Campuses:

Comparing and Warping Shapes in a Metric Framework

Monday, April 3, 2006 - 11:00am - 12:00pm
EE/CS 3-180
Guillermo Sapiro (University of Minnesota, Twin Cities)
A geometric framework for comparing manifolds given by point clouds
is first presented in this talk. The underlying theory is based on
Gromov-Hausdorff distances, leading to isometry invariant and
completely geometric comparisons. This theory is embedded in a
probabilistic setting as derived from random sampling of manifolds,
and then combined with results on matrices of pairwise geodesic distances
to lead to a computational implementation of the framework. The
theoretical and
computational results described are complemented with
experiments for real three dimensional shapes.
In the second part of the talk, based on the notion
Minimizing Lipschitz Extensions and its connection
with the infinity Laplacian, a computational framework for surface
warping and in particular brain warping (the nonlinear registration of
brain imaging data) is presented. The basic concept is
to compute a map between surfaces that minimizes a distortion measure
based on geodesic distances while respecting the boundary conditions
provided.
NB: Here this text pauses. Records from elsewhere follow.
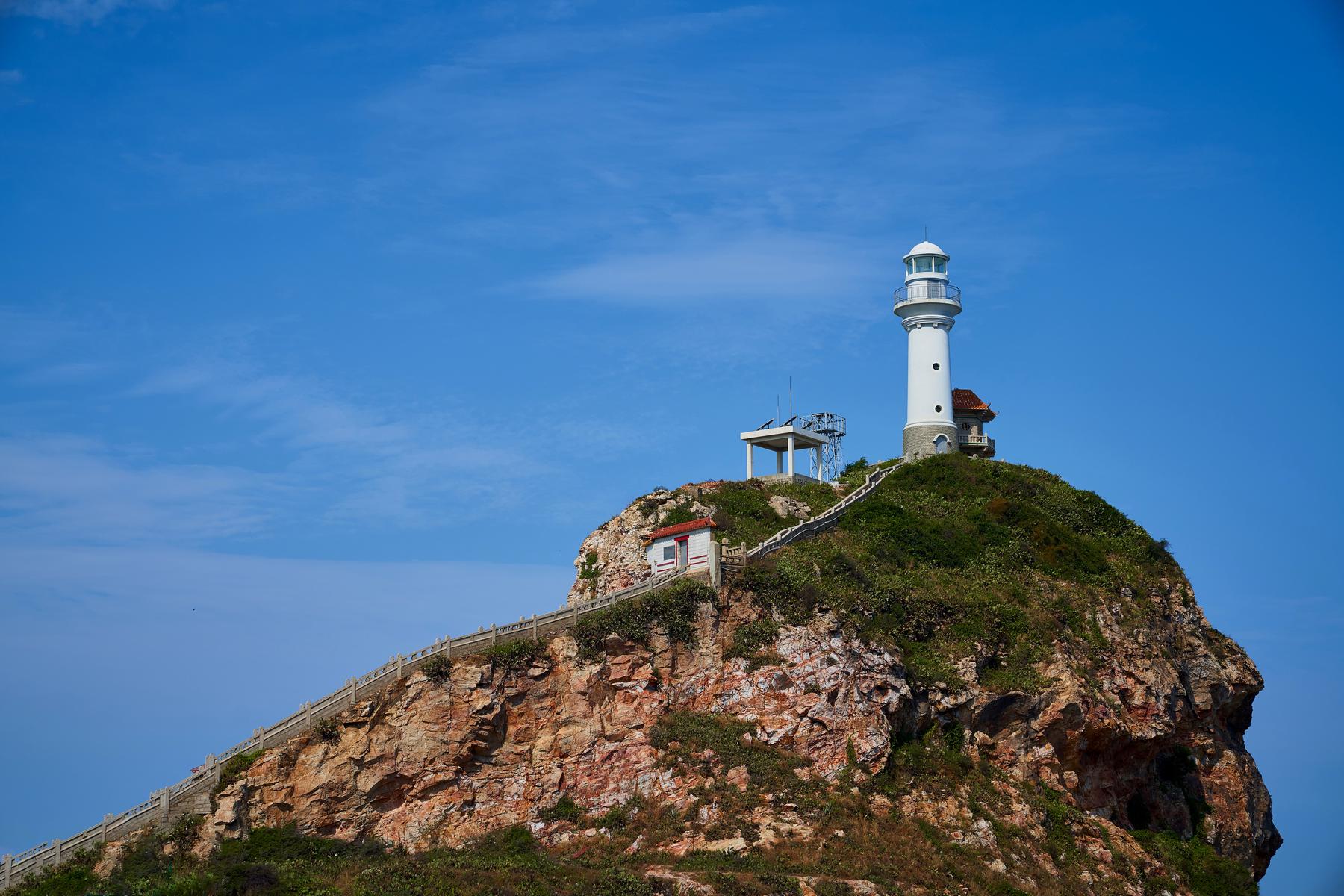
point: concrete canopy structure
(784, 441)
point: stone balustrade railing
(167, 803)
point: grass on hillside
(742, 509)
(951, 554)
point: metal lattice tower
(831, 426)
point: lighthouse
(927, 307)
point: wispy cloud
(378, 462)
(67, 489)
(285, 181)
(75, 13)
(774, 267)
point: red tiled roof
(679, 528)
(968, 401)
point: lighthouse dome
(925, 249)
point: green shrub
(752, 638)
(1202, 869)
(671, 610)
(616, 882)
(589, 570)
(952, 556)
(564, 809)
(327, 729)
(437, 668)
(769, 768)
(517, 656)
(833, 889)
(235, 768)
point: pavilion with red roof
(969, 414)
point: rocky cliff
(984, 682)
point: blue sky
(329, 328)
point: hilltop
(981, 682)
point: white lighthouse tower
(927, 305)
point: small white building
(685, 544)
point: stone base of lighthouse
(921, 440)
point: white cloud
(77, 491)
(374, 462)
(762, 269)
(74, 13)
(149, 578)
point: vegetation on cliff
(953, 558)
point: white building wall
(698, 551)
(927, 388)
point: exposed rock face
(428, 763)
(441, 763)
(612, 558)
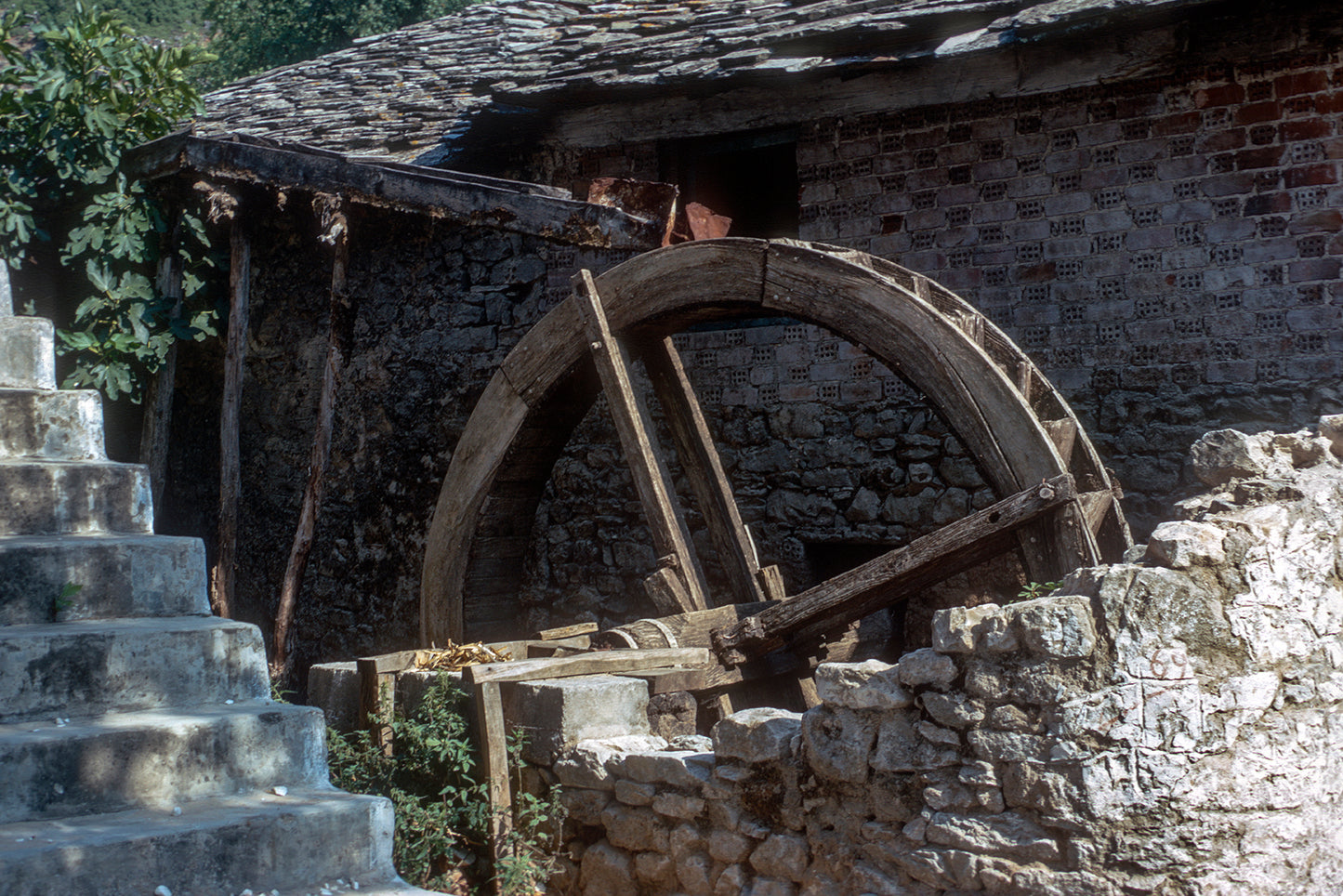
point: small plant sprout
(65, 600)
(1037, 590)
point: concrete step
(118, 575)
(69, 497)
(156, 759)
(78, 669)
(214, 848)
(27, 352)
(57, 425)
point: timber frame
(1008, 416)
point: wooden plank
(338, 329)
(704, 469)
(376, 700)
(666, 591)
(489, 724)
(631, 422)
(469, 201)
(588, 664)
(896, 573)
(567, 632)
(222, 582)
(771, 583)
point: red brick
(1313, 269)
(1323, 219)
(1268, 203)
(1301, 82)
(1265, 157)
(1185, 123)
(1310, 177)
(1224, 140)
(1331, 102)
(1222, 96)
(1258, 112)
(1307, 129)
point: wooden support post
(336, 232)
(156, 421)
(704, 469)
(230, 462)
(376, 699)
(893, 575)
(489, 724)
(651, 477)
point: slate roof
(415, 93)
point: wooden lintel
(704, 469)
(893, 575)
(567, 632)
(652, 480)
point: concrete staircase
(138, 744)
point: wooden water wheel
(1057, 503)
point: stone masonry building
(1143, 195)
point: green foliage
(72, 99)
(172, 20)
(256, 36)
(1037, 590)
(442, 811)
(65, 600)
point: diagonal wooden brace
(893, 575)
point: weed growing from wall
(442, 810)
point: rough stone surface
(757, 735)
(861, 685)
(1153, 726)
(558, 714)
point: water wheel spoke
(892, 576)
(704, 469)
(678, 583)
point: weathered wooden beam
(704, 469)
(893, 575)
(376, 697)
(336, 232)
(587, 664)
(461, 198)
(631, 422)
(489, 726)
(230, 461)
(567, 632)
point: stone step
(27, 352)
(67, 497)
(79, 669)
(214, 848)
(58, 425)
(156, 759)
(118, 575)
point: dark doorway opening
(750, 178)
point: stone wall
(1165, 249)
(1165, 726)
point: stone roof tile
(414, 93)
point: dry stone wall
(1165, 726)
(1165, 249)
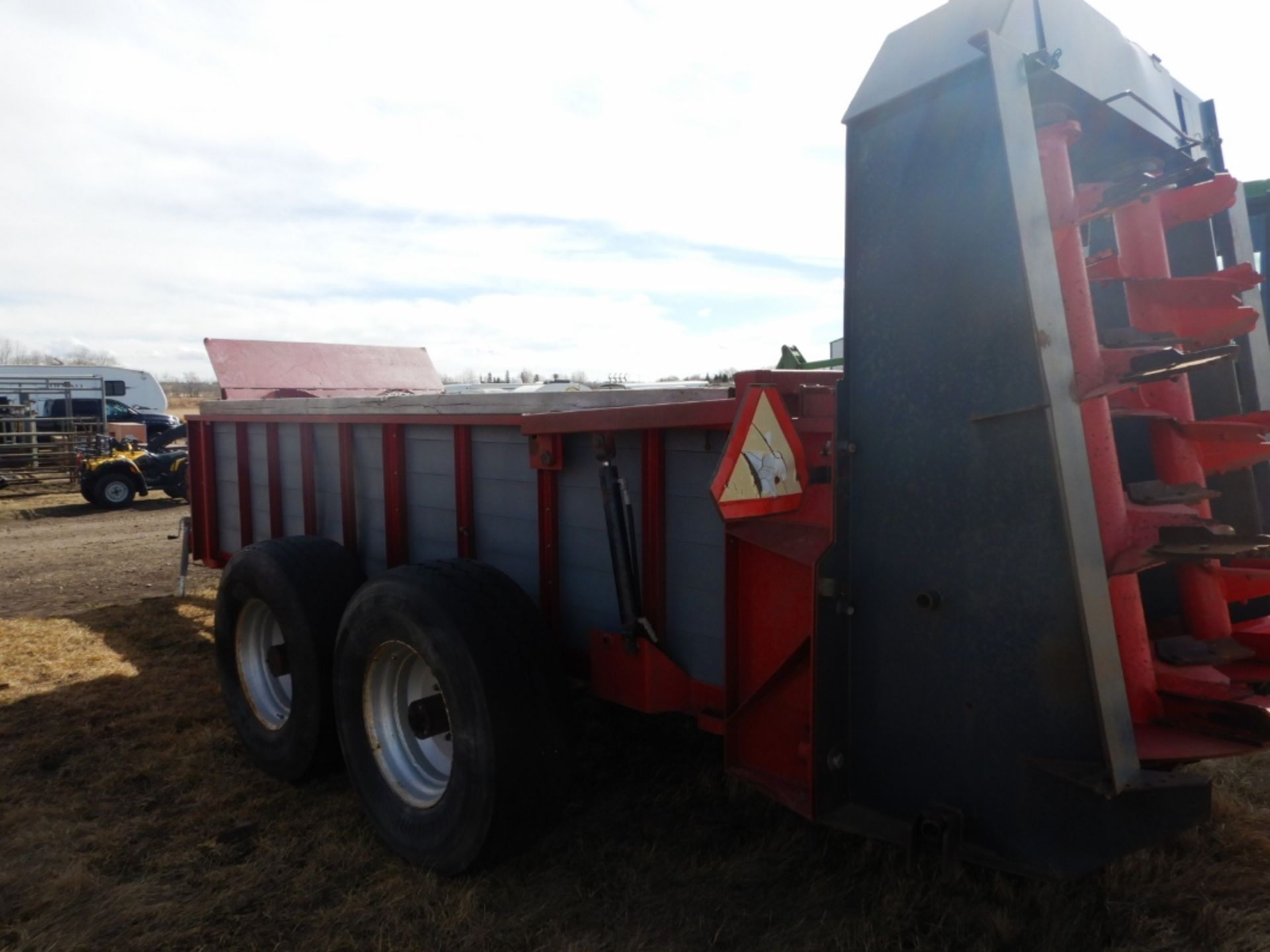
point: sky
(616, 187)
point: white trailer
(138, 389)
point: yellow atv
(112, 481)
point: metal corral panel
(587, 596)
(429, 493)
(505, 504)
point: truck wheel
(446, 717)
(277, 612)
(113, 492)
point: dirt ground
(59, 554)
(130, 818)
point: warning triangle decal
(762, 469)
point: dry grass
(131, 819)
(183, 407)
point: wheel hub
(408, 724)
(265, 669)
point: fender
(126, 466)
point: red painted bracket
(546, 451)
(1226, 446)
(1201, 202)
(1240, 584)
(650, 682)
In particular, the global Lipschitz constant of the map is
minimized. This framework allows generic boundary conditions to be
applied and allows direct surface-to-surface warping. It avoids the
need for intermediate maps that flatten the surface onto the plane or
sphere, as is commonly done in the literature on surface-based
non-rigid brain image registration. The presentation of the framework
is complemented with examples on synthetic geometric phantoms and
cortical surfaces extracted from human brain MRI scans.

Joint works with F. Memoli and P. Thompson.